Когда Сидоров шел, то размахивал рукой как кадровый военный. Это выдавало его, хотя на службе он ни разу не маршировал и никогда не носил форму. Служил он в тайной организации. Это была ничем не примечательная тайная служба. Он был небольшим начальником одного среднего секретного отдела. Что он делал, никто не знал, даже в его подразделении. У него был отдельный кабинет и подчинялся он напрямую управлению. На двери кабинета было написано «Главный специалист».
«Тайная служба» – это громко сказано, еще подумают о государственной безопасности. Нет, это другая тайная организация, настолько тайная, что о ней даже сама госбезопасность не знала. Не положено.
Сидоров срисовал Евсеича, но решил не замечать. Что ему старый номенклатурный работник, тем более, по работе они ни разу не пересекались, а то, что у них один кооперативный гараж, это мелочи. Про Кузьму он знал все, даже номер его дела в областном архиве. Это был безобидный дядька, когда-то он держал всю культуру между ног, а теперь был пенсионер, подвязался в думе на прихвате. Все его старые товарищи были уже просто старые.
«Что сегодня главное?» – думал Сидоров. Посчитал до четырех и ответил: «Влияние». А какое влияние у пенсионера? Никакого.
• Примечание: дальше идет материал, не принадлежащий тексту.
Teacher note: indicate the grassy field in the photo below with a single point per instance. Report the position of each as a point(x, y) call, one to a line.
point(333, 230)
Может только в своем жилищном товариществе что-то решить и то вряд ли. Вот доктор Емешин – знатный возмутитель спокойствия. Все лезет и лезет, на него все пишут и пишут.
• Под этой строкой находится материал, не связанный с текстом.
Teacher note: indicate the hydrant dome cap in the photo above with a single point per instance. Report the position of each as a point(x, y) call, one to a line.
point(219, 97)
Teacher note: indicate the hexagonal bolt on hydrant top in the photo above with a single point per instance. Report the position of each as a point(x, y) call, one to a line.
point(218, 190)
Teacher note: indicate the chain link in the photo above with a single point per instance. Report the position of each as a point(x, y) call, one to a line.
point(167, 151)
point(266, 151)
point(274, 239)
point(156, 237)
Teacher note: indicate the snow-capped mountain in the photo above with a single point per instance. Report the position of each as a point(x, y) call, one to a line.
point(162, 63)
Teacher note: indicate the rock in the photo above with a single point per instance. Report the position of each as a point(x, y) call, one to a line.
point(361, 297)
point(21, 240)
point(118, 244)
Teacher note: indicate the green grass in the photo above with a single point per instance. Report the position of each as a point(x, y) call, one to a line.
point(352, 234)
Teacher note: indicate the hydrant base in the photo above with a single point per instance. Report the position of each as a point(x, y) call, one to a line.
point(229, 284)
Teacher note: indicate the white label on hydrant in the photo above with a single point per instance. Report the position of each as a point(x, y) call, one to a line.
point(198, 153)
Сидоров сейчас не думал, зачем его позвал Иванов, просто шел мимо гастронома и аптек. В последние годы в городе стало много аптек. Болеют, должно быть. Когда-то все отмечали, что в городе много парикмахерских. Их не стало меньше, но аптек стало очень много. Их даже больше, чем пивных магазинов, а пивом город всегда гордился особенно. Еще при советской власти в Барике построили огромный завод, при капитализме его захватил товарищ Коленов и Солодов с дружками. Какой ни возьми дом в городе – с одного конца аптека, с другого пивной магазин. Стало заметно меньше магазинов ритуальных товаров, значит, хоронят без почестей.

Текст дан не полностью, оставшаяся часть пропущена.